Gene patents have generally not impeded biomedical research, but some problems that arise in genetic diagnostics can be attributed to exclusively licensed gene patents. Gene patents for therapeutics have often been litigated but have received surprisingly little public outcry. In stark contrast, genetic diagnostics have been highly controversial but rarely litigated: no case has gone to trial and there is little case law to guide policy. Most recently the Secretary's Advisory Committee for Genetics Health and Society (SACGHS) released a draft report examining how patenting and licensing affect access to clinical genetic testing in the US. The SACGHS reported that patents neither greatly hindered nor facilitated patient access to genetic testing; both the harms and the benefits of patents on genetic diagnostics have been exaggerated. Problems do occur when patents are exclusively licensed to a single provider and no alternative is available. Courts have been changing the thresholds for what can be patented, and how strongly patents can be enforced. Technologies for sequencing, genotyping and gene expression profiling promise to guide clinical decisions in managing common chronic diseases and infectious diseases, and will likely be an integral part of personalized medicine. Developing such genomic tests may require mapping a complex intellectual property landscape and cutting through thickets of patented DNA sequences and related methods. Our preliminary studies have found patent claims that, if strictly enforced, might block the use of multi-gene tests or full-genome sequence data. Yet new technologies promise to reduce the costs of complete genomic sequencing to prices that are comparable to current genetic tests for a single condition. Courts, companies, and policy makers seem unlikely to allow intellectual property to obstruct such technological advance, but prudent policy will depend on careful analysis and foresight. The SACGHS report signals that the US government is paying attention, and increases the odds that policy will foster socially beneficial uses of genetic testing while preserving intellectual property incentives and mitigating the problems that arise from legal monopolies.
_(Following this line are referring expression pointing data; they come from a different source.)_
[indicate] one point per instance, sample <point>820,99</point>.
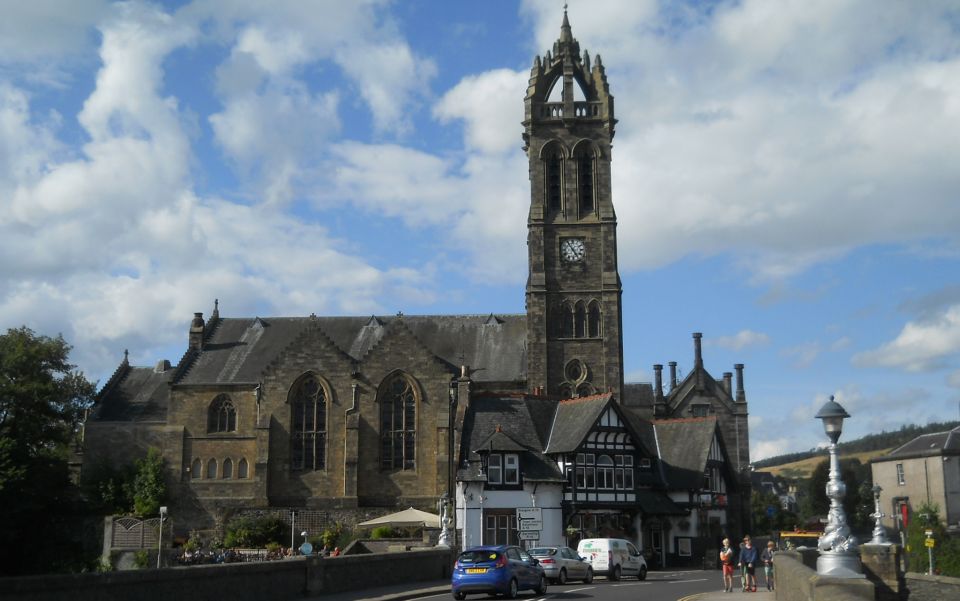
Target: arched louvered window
<point>398,417</point>
<point>580,320</point>
<point>585,183</point>
<point>554,177</point>
<point>566,320</point>
<point>308,408</point>
<point>222,415</point>
<point>593,320</point>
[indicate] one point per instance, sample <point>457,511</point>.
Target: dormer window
<point>503,468</point>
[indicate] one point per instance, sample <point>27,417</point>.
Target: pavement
<point>762,594</point>
<point>401,592</point>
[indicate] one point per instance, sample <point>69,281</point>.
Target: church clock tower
<point>573,296</point>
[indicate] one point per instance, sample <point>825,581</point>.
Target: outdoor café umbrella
<point>408,518</point>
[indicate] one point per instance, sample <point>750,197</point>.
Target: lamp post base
<point>839,565</point>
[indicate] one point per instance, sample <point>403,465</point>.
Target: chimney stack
<point>698,358</point>
<point>196,332</point>
<point>741,396</point>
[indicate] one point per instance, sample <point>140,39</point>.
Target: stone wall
<point>796,582</point>
<point>921,587</point>
<point>277,580</point>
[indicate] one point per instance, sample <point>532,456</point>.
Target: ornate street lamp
<point>838,548</point>
<point>879,532</point>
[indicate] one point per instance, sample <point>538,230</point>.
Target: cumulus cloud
<point>923,345</point>
<point>740,340</point>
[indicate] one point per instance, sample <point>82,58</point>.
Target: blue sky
<point>785,177</point>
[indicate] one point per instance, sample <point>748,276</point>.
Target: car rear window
<point>478,556</point>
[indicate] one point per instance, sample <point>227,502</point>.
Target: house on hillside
<point>924,470</point>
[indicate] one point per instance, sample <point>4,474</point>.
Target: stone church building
<point>347,418</point>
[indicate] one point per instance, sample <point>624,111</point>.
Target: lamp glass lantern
<point>832,415</point>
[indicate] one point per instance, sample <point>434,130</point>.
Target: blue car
<point>500,570</point>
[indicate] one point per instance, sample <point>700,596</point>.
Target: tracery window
<point>398,430</point>
<point>554,178</point>
<point>593,320</point>
<point>308,406</point>
<point>585,183</point>
<point>222,415</point>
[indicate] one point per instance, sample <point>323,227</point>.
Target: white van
<point>613,557</point>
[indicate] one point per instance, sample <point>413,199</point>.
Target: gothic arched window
<point>585,183</point>
<point>566,321</point>
<point>554,180</point>
<point>398,424</point>
<point>593,320</point>
<point>308,408</point>
<point>222,415</point>
<point>580,320</point>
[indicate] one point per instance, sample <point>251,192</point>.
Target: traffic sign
<point>529,513</point>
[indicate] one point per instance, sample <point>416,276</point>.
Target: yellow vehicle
<point>794,539</point>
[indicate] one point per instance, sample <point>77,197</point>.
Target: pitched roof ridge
<point>592,397</point>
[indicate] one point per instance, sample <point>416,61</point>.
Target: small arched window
<point>309,428</point>
<point>398,423</point>
<point>566,320</point>
<point>585,183</point>
<point>580,320</point>
<point>554,177</point>
<point>222,415</point>
<point>593,320</point>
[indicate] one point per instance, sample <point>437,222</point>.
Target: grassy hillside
<point>804,467</point>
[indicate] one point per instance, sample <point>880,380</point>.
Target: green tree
<point>149,484</point>
<point>42,401</point>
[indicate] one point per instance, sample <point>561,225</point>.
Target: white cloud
<point>740,340</point>
<point>920,346</point>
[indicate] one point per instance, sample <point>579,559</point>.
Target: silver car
<point>561,564</point>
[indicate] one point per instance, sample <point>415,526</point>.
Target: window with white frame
<point>511,469</point>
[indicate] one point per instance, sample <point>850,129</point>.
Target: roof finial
<point>565,34</point>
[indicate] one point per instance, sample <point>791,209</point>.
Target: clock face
<point>572,250</point>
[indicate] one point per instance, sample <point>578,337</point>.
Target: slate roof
<point>137,394</point>
<point>925,445</point>
<point>507,423</point>
<point>684,448</point>
<point>575,418</point>
<point>238,350</point>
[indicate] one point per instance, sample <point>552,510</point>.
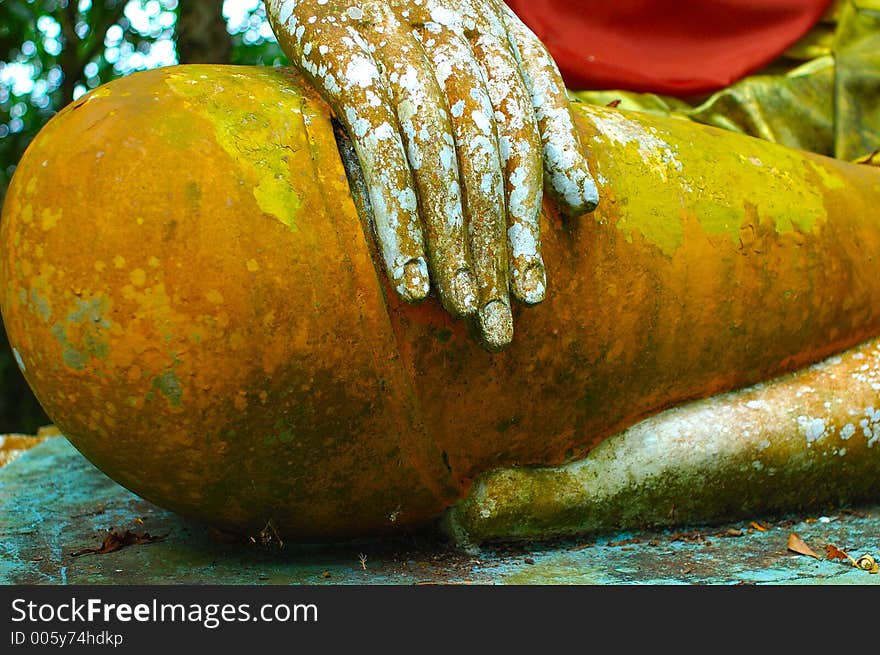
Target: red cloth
<point>681,47</point>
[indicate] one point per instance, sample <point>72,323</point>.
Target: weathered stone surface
<point>53,502</point>
<point>198,307</point>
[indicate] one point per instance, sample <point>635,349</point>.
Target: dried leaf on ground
<point>797,545</point>
<point>116,540</point>
<point>833,552</point>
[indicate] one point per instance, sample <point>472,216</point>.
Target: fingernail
<point>531,285</point>
<point>496,325</point>
<point>415,284</point>
<point>463,293</point>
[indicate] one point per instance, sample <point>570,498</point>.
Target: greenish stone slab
<point>53,503</point>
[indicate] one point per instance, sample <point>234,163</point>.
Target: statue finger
<point>568,178</point>
<point>430,145</point>
<point>479,158</point>
<point>341,67</point>
<point>522,160</point>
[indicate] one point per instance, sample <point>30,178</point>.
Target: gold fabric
<point>822,95</point>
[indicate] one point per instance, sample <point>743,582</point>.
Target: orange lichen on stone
<point>262,369</point>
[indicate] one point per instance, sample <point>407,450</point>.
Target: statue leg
<point>806,439</point>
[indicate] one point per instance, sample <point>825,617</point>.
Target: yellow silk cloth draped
<point>822,95</point>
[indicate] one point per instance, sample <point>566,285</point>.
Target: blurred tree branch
<point>201,33</point>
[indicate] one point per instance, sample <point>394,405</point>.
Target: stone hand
<point>458,115</point>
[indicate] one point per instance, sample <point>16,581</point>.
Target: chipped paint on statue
<point>479,121</point>
<point>263,365</point>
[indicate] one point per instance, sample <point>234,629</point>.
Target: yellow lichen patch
<point>138,277</point>
<point>50,218</point>
<point>259,142</point>
<point>656,179</point>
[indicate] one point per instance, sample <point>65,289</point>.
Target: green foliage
<point>53,51</point>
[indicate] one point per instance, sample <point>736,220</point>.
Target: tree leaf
<point>116,540</point>
<point>797,545</point>
<point>833,552</point>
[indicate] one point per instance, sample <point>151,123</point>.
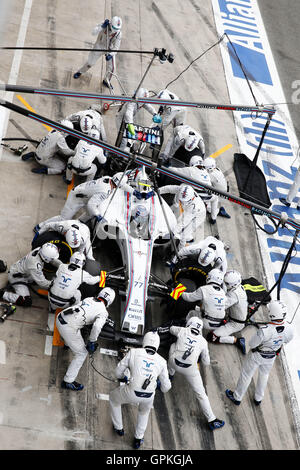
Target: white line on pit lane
<point>14,71</point>
<point>2,352</point>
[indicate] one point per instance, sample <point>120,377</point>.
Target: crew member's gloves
<point>3,266</point>
<point>92,346</point>
<point>124,379</point>
<point>150,194</point>
<point>156,118</point>
<point>130,129</point>
<point>165,160</point>
<point>105,24</point>
<point>137,194</point>
<point>35,237</point>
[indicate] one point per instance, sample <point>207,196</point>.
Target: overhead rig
<point>256,209</point>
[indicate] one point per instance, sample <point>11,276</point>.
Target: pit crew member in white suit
<point>127,113</point>
<point>87,159</point>
<point>52,152</point>
<point>174,115</point>
<point>184,355</point>
<point>76,233</point>
<point>109,37</point>
<point>204,247</point>
<point>219,182</point>
<point>189,210</point>
<point>89,119</point>
<point>183,136</point>
<point>64,289</point>
<point>70,321</point>
<point>293,191</point>
<point>212,300</point>
<point>28,270</point>
<point>145,366</point>
<point>264,346</point>
<point>237,308</point>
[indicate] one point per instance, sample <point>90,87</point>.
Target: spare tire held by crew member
<point>65,251</point>
<point>93,268</point>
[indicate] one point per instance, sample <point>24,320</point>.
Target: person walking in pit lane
<point>109,36</point>
<point>264,346</point>
<point>146,367</point>
<point>70,321</point>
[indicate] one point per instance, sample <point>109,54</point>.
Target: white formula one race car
<point>138,221</point>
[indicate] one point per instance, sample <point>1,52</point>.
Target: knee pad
<point>212,338</point>
<point>24,301</point>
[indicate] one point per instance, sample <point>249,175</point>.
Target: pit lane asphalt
<point>35,413</point>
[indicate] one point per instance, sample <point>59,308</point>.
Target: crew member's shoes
<point>216,424</point>
<point>27,156</point>
<point>72,386</point>
<point>229,394</point>
<point>223,213</point>
<point>120,432</point>
<point>66,181</point>
<point>241,344</point>
<point>108,85</point>
<point>40,171</point>
<point>284,201</point>
<point>137,443</point>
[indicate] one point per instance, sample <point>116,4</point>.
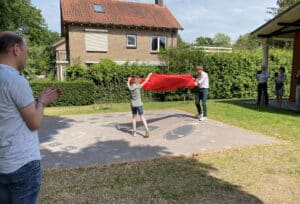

机译:基因专利通常不会阻碍生物医学研究,但是基因诊断中出现的一些问题可以归因于独家许可的基因专利。用于治疗剂的基因专利通常已提起诉讼,但令人惊讶的是,很少有人对此提出强烈抗议。与之形成鲜明对比的是,基因诊断一直备受争议,但很少提起诉讼:没有案件要审理,几乎没有判例法可以指导政策。最近,秘书的遗传健康与社会咨询委员会(SACGHS)发布了一份报告草稿,研究了专利和许可如何影响美国临床基因检测的获取。 SACGHS报告说,专利既没有极大地阻碍也没有促进患者进行基因检测。基因诊断专利的危害和利益都被夸大了。当专利被独家授权给单个提供商并且没有其他替代方法时,确实会出现问题。法院一直在改变可以申请专利的门槛,以及可以强制执行专利的门槛。测序,基因分型和基因表达谱分析技术有望指导管理常见慢性病和传染病的临床决策,并且可能将成为个性化医学不可或缺的一部分。开发此类基因组测试可能需要绘制复杂的知识产权图景,并突破获得专利的DNA序列和相关方法的丛林。我们的初步研究发现,如果严格执行专利申请,可能会阻止使用多基因检测或全基因组序列数据。然而,新技术有望将完整基因组测序的成本降低到与当前针对单个条件的基因测试相当的价格。法院,公司和政策制定者似乎不太可能允许知识产权阻碍这种技术进步,但审慎的政策将取决于认真的分析和远见。 SACGHS报告表明美国政府正在关注,并增加了政策将促进基因检测对社会有益的利用,同时保留知识产权激励措施并减轻由法律垄断引起的问题的可能性。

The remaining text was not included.